"Er—excuse me. Is any one ill? I fancied I heard cries—"

"Thank you. I am not ill. I am crying to God. Thank you all the same. Good-morning."

The healing power of the Church of England as by law established stops short at saner souls than mine. He skedaddled with Pilate gesture down the garden path. He had flushed when I used the word God.

Thus in prayer and madness and reading of the Word I panned out the weeks till Christmas. Once or twice I sought to recover the ancient Rapture of the Lord's Presence. But at the approaching moment a voice always intervened: The Great Happiness is coming back to you, but in some other way. He that loveth not knoweth not God: for God is Love. No man hath seen God at any time. But when perfect love for another human soul shall be perfected in you, then God, more rapturously than at Jordan, will enter your soul, and dwell within you for ever.

What other way?
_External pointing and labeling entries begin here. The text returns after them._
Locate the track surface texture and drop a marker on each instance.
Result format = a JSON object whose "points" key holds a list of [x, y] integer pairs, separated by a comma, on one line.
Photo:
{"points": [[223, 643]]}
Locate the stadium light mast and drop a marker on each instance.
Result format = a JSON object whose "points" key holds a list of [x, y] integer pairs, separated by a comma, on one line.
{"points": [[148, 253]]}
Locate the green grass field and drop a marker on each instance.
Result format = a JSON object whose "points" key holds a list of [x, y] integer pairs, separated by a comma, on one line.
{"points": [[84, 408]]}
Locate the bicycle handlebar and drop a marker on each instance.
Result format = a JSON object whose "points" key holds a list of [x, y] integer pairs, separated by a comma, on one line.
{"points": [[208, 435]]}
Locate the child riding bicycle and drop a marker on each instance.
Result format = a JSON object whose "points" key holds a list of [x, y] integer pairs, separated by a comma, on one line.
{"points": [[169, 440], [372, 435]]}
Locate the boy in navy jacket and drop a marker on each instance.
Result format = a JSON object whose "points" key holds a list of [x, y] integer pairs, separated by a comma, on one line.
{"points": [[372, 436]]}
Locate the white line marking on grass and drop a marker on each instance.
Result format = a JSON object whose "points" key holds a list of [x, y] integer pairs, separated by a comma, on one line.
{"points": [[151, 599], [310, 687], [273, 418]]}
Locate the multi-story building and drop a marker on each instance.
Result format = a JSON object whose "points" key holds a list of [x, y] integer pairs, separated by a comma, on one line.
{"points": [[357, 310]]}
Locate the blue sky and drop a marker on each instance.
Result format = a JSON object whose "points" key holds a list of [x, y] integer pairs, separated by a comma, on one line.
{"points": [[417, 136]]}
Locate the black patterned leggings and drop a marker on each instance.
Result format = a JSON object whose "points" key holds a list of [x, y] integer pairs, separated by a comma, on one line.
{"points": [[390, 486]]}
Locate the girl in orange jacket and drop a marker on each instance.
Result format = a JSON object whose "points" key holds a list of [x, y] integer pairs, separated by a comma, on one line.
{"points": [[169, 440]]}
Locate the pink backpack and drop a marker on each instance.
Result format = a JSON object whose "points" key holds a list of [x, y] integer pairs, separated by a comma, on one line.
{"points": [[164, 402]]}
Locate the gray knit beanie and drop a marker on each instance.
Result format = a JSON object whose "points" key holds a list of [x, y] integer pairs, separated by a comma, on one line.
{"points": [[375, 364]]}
It could only be Christmas.

Christmas came, announced by the calendar but by no other outward sign, unless it was that Sister Briggs left before instead of after dinner. The silence was stranger, more complete than ever. Through all the afternoon and evening I read, to prevent myself hoping. As I turned over pages of print, staring uncomprehendingly, one question absorbed all my being: I did not consciously think of it, for it was myself, all of myself, and the brain cannot think of the soul: Can love then bridge the grave?

Suddenly, late in the afternoon, as dusk was turning to darkness, an insane notion stormed my brain, which woke at once to feverish activity.

I had only Aunt Martha's word for it. Her information came certainly from Uncle Simeon, Uncle Simeon was a liar, a cur, a cruel scoundrel. He had invented that Robbie was dead, had lied to Aunt Martha, knowing that she would convey the lie to me, knowing how it would afflict me. Robbie was alive, alive! Why had it not struck me before? My heart fainted with hope. I prayed God that he would make me unconscious till midnight, for I did not know how I could live through those waiting hours.

Live somehow I did. There was even time for Doubt to raise his unwearying head. He was dead after all: what reason had Uncle Simeon had to lie, who could never have really divined what Robbie was to me? And if he were dead, Oh Christ, was it possible he could come to me?

After supper I went upstairs to bed. There was a bright moon. I pulled the curtains wide from the window that the room might be filled with moonlight as the Torribridge room eleven years before.